宦海情懷蟬翼薄,離人心緒繭絲團。 更憐吳會飄零客,紙帳孤燈坐夜闌。 錄道光二十年舊作為郭筠仙送行,咸豐六年冬於南康軍營 郭嵩燾接過這幅字,看著上面剛勁挺拔的字跡,往事浮上心頭。那是曾國藩大病初癒時,郭嵩燾應浙江學政羅文俊之聘離京入浙,也似今日,曾國藩在寓所為他置酒餞行,後來又將這四首詩寫在信裡寄給他。郭嵩燾想:滌生今日把這四首詩重新抄給我,是不是暗責我在困難時離他而去呢?他心裡懷著一絲歉意。 “滌生,我到京城住兩年就回來。”似乎是為了表示自己的慚愧,郭嵩燾說出這句言不由衷的話。 “筠仙,你的性格才情,宜在翰苑,而不宜在軍旅。你回京是件好事,今後若不是別有緣故,也不必再到軍中來。你為我在京聯絡京官感情,了解朝中大事,勤寫信來,就是幫我大忙了,或許比在軍中起的作用還大。”

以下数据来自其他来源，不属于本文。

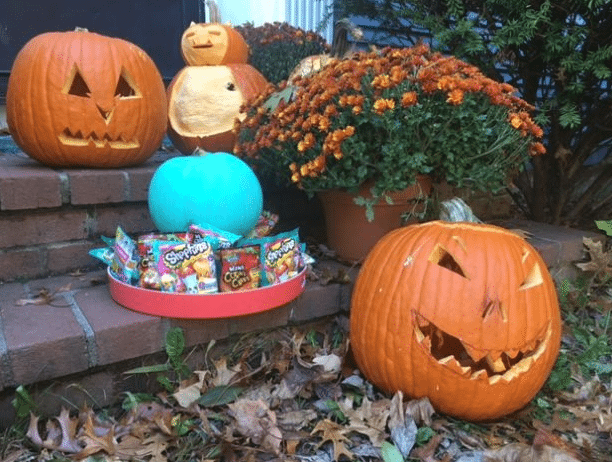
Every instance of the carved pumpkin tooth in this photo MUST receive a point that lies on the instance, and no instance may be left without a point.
(478, 375)
(529, 347)
(418, 334)
(496, 364)
(427, 343)
(448, 359)
(475, 353)
(451, 361)
(422, 321)
(512, 353)
(522, 366)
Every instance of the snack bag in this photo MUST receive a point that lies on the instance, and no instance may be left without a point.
(218, 238)
(280, 256)
(240, 268)
(266, 222)
(187, 268)
(104, 254)
(148, 250)
(125, 258)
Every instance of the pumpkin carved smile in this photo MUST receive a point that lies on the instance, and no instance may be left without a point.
(92, 139)
(476, 363)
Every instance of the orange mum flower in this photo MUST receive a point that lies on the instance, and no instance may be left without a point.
(383, 104)
(409, 99)
(537, 149)
(380, 82)
(455, 97)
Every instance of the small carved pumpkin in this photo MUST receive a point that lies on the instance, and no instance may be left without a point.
(80, 99)
(210, 44)
(204, 102)
(465, 314)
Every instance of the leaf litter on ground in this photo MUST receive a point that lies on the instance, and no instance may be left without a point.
(294, 394)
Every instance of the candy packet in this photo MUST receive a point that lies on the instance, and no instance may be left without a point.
(124, 264)
(280, 256)
(240, 268)
(266, 222)
(218, 238)
(187, 268)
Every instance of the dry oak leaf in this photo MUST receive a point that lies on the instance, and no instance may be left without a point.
(255, 420)
(521, 452)
(369, 419)
(44, 297)
(187, 395)
(335, 433)
(60, 433)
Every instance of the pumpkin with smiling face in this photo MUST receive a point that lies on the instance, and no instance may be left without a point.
(465, 314)
(211, 44)
(80, 99)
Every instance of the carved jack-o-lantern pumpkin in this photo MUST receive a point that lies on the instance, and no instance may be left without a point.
(465, 314)
(204, 102)
(82, 99)
(210, 44)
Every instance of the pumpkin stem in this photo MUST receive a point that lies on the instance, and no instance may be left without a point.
(213, 11)
(456, 210)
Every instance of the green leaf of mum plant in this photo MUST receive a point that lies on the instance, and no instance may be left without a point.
(390, 453)
(605, 226)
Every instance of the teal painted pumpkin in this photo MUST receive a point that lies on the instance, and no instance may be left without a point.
(215, 188)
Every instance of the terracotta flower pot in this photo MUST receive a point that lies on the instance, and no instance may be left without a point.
(350, 234)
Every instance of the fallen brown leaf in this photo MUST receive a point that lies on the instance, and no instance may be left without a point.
(255, 420)
(333, 432)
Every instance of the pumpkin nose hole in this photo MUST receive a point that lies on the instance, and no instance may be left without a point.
(442, 257)
(106, 115)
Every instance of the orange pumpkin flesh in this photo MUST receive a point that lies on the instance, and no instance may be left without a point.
(82, 99)
(213, 44)
(464, 314)
(204, 101)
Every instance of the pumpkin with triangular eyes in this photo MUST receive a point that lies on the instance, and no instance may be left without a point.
(80, 99)
(465, 314)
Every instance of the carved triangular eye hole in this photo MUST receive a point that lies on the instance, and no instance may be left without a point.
(442, 257)
(126, 87)
(533, 279)
(76, 85)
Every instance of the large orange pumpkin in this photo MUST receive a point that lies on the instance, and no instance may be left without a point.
(204, 102)
(465, 314)
(210, 44)
(80, 99)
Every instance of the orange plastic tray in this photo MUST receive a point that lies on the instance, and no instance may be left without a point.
(209, 306)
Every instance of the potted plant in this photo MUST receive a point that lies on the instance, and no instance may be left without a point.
(373, 124)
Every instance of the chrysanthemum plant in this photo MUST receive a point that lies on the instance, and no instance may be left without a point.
(382, 118)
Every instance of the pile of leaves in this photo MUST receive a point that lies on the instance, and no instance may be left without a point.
(294, 394)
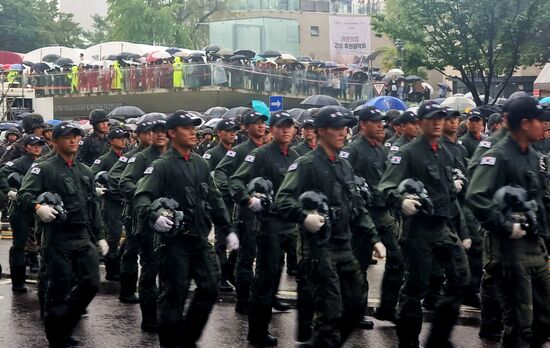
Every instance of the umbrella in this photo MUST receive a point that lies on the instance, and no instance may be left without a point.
(173, 50)
(353, 105)
(286, 59)
(261, 107)
(413, 78)
(124, 112)
(459, 103)
(212, 48)
(51, 58)
(17, 67)
(270, 54)
(247, 53)
(64, 62)
(225, 52)
(397, 72)
(216, 112)
(235, 114)
(385, 103)
(42, 66)
(299, 115)
(318, 101)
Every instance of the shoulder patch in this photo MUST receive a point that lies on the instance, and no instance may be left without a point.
(489, 161)
(486, 144)
(395, 160)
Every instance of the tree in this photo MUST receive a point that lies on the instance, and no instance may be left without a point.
(30, 24)
(177, 23)
(481, 39)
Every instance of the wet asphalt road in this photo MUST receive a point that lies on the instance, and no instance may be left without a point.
(111, 324)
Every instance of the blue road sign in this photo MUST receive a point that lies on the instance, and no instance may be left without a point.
(276, 103)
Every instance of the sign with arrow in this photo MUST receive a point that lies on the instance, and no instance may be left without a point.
(276, 103)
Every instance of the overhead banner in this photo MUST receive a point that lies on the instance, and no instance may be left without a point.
(349, 38)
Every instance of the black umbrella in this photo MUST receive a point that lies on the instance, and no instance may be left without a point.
(270, 54)
(64, 62)
(317, 101)
(247, 53)
(216, 112)
(236, 114)
(299, 115)
(212, 48)
(50, 58)
(413, 78)
(124, 112)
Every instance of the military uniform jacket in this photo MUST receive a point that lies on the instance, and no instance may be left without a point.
(369, 162)
(505, 164)
(229, 165)
(335, 178)
(469, 142)
(302, 148)
(418, 160)
(269, 162)
(75, 185)
(215, 155)
(92, 146)
(187, 181)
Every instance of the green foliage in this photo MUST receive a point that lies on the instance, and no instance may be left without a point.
(481, 39)
(30, 24)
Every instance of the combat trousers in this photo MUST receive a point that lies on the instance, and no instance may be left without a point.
(526, 289)
(182, 258)
(112, 215)
(337, 288)
(72, 280)
(426, 238)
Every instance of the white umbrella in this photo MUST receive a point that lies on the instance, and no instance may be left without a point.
(459, 103)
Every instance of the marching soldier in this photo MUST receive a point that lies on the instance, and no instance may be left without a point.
(516, 236)
(96, 143)
(182, 249)
(427, 233)
(333, 275)
(62, 194)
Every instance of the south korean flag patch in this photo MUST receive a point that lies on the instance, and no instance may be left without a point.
(395, 160)
(488, 161)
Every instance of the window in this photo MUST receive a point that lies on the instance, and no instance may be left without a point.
(314, 30)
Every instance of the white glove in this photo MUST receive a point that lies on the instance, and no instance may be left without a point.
(409, 205)
(314, 222)
(459, 185)
(12, 194)
(517, 231)
(255, 204)
(103, 246)
(232, 242)
(163, 224)
(379, 250)
(100, 191)
(46, 213)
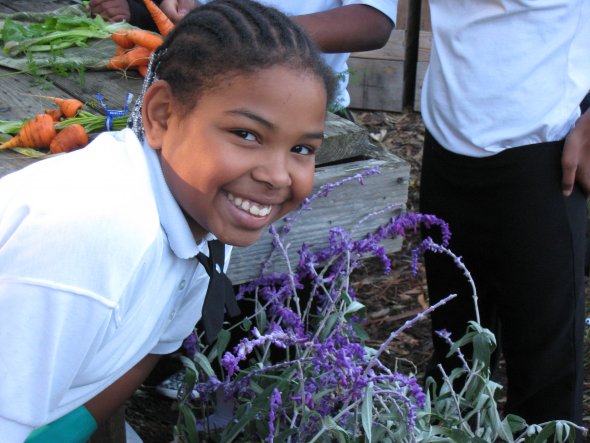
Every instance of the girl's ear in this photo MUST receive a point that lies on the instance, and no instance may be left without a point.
(155, 113)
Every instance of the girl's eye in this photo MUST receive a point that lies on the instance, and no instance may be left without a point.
(303, 150)
(246, 135)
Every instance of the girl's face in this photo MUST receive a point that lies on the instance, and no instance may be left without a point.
(243, 157)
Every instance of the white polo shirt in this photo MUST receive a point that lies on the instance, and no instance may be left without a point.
(96, 271)
(337, 61)
(505, 73)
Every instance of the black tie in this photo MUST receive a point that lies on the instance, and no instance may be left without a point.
(220, 292)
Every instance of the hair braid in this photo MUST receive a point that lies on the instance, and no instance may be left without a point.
(225, 38)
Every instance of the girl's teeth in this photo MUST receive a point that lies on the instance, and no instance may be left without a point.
(249, 207)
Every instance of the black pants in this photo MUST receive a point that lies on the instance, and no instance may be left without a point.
(524, 243)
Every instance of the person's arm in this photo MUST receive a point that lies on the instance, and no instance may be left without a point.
(108, 401)
(349, 28)
(575, 160)
(176, 9)
(78, 425)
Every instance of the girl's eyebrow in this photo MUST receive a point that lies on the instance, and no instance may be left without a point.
(253, 116)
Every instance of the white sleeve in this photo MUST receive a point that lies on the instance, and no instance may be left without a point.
(387, 7)
(46, 335)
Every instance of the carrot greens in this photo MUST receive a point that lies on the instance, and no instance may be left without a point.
(54, 33)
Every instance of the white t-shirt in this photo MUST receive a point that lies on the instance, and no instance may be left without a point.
(505, 73)
(337, 61)
(96, 271)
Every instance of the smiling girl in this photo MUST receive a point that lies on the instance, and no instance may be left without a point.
(98, 268)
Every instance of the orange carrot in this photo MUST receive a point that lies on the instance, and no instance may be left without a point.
(144, 38)
(163, 23)
(55, 114)
(142, 70)
(36, 133)
(120, 50)
(135, 57)
(121, 39)
(69, 106)
(68, 139)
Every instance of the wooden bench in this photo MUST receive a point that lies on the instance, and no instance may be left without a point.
(346, 151)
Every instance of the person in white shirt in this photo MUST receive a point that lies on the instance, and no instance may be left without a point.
(338, 27)
(100, 248)
(507, 164)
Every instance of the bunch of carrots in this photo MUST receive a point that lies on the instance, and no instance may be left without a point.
(135, 46)
(41, 130)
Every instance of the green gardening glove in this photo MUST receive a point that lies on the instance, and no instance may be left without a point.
(75, 427)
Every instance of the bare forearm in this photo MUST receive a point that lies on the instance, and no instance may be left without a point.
(108, 401)
(349, 28)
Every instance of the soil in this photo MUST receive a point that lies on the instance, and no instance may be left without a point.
(390, 299)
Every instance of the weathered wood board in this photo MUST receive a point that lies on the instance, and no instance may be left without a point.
(346, 206)
(424, 46)
(346, 151)
(383, 79)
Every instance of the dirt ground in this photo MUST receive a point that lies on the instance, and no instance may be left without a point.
(391, 299)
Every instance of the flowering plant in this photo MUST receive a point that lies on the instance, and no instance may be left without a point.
(303, 372)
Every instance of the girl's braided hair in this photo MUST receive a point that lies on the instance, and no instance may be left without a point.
(225, 38)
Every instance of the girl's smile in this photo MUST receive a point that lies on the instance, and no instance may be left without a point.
(243, 157)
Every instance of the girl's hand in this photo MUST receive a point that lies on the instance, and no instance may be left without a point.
(111, 10)
(575, 160)
(177, 9)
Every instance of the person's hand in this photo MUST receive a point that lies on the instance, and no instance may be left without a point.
(111, 10)
(575, 160)
(176, 9)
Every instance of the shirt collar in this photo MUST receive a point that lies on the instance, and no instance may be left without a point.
(172, 219)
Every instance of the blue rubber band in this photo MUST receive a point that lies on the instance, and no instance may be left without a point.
(112, 113)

劉蓉說:“剛才滌生提起聯絡京官感情,了解朝中大事,倒使我想起一件事,不知二位知道不?” “什麼事?”曾國藩心中有一種莫名的不祥預感。 “前幾天,文中丞府裡的袁巡捕到南康來清點湘勇在營人數。” “文俊又不按人頭髮餉銀,他憑什麼來管我的人多人少?” 曾國藩打斷劉蓉的話。 “袁巡捕說,大軍在江西,地方招待不好,文中丞準備給兄弟們發點禮,故來點一下人數。” “這裡頭有蹊蹺。”郭嵩燾說。 “我也覺得不大對頭。袁巡捕又說不必跟曾侍郎說了,我便更加懷疑。於是留下他,客客氣氣地請他吃飯,乘他酒酣耳熱之時,我拿出一副象牙骨牌送給他。” “你哪來的這種東西?”劉蓉一向規矩嚴謹,從不涉牌賭,曾國藩對他有骨牌感到奇怪。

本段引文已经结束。